The big assumption of RP is that negative correlation will continue to describe the relationship between equities and Long-term Treasuries. These have been negatively correlated from the period from 2008 until now (-.3), but this has not always been the case, either for long-term periods or (especially) for shorter time periods. One refrain you’ll hear is “In a panic, everything goes down except for correlation, meaning that when panic strikes, investors want to get rid of everything and so all asset prices crash together.
Yet while this may be true for a moment in time, it’s not really the case that this panic induced correlation spike really lasts. On Black Monday in 1987, for example, stocks crashed 22.6%, while bond yields fell and prices rose. In February and March of 2020, with the Covid pandemic at its early stages, bonds once again not only held but rose as equities fell (.
The plural of anecdote is not data, of course, but the negative correlation between stocks and bonds does tend to hold up more than not. Even when bonds drift away from negative correlation with stocks, they don’t then mirror stocks as much as they are just unconnected to them. Still, Risk Parity proponents would be wise to accept the critique that they shouldn’t get too fixated on the correlation numbers.
3) “If Risk Parity is so great, why is it not mainstream?”

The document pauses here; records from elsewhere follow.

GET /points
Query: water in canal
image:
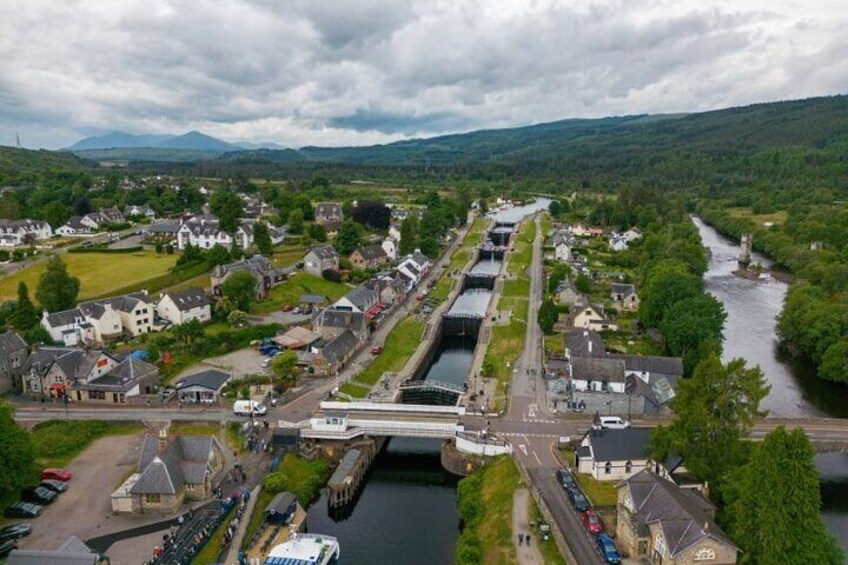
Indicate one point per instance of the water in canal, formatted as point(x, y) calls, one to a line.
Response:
point(406, 512)
point(752, 309)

My thoughts turn to the Groucho Marx line - “I would never want to be in any club that would have me as a member” - in that, if Risk Parity is so logical, why would it need someone like me researching and publicizing it? How could it be so logical if it appeals to me, but not so much to others who are more qualified? There are 1000s of books written about investing, and 100s more every year, but Risk Parity seems on the fringe. I did a quick Amazon search: 9,000 books on Value Investing, and for Risk Parity…19. Of these 19, only 3 are actually about Risk Parity in English. It certainly seems logical to me, but am I missing something? Am I delusional? If I were delusional, would I even know?

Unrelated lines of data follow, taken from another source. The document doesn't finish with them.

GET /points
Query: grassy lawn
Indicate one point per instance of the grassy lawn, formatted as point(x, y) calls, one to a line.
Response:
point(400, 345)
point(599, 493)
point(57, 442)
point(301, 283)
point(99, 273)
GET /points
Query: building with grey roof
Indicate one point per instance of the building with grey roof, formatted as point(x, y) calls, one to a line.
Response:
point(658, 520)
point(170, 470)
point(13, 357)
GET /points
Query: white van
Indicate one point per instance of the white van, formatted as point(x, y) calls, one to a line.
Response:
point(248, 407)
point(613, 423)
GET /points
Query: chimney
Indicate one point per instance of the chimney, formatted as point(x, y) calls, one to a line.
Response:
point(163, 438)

In one of those three books about Risk Parity, Alex Shahidi notes the same disconnect, asking, “If Risk Parity is so obvious, why isn’t everyone investing this way?” (69). He provides a full slate of possible answers: 1) status quo bias in how finance is taught; 2) peer risk within the industry in the sense that it is better to be wrong in the same way as everyone around you than strike off in your own and be uniquely wrong; and 3) RP is somewhat more involved than a simple “stock for gains; bonds for safety” approach of the 60/40, and thus takes more convincing.
At the same time, the financial industry is analytical, results-oriented, and for lack of a better world, greedy, and it certainly seems that if there were a time-tested way to make more money, or take less risk in doing so, then it wouldn’t be such a hard sell. I really don’t know, and as I move forward with my attempt to chronicle my investigation into Risk Parity, this remains an open question. I’ll be keeping my eyes and ears open for critiques of Risk Parity that may show my blind spots.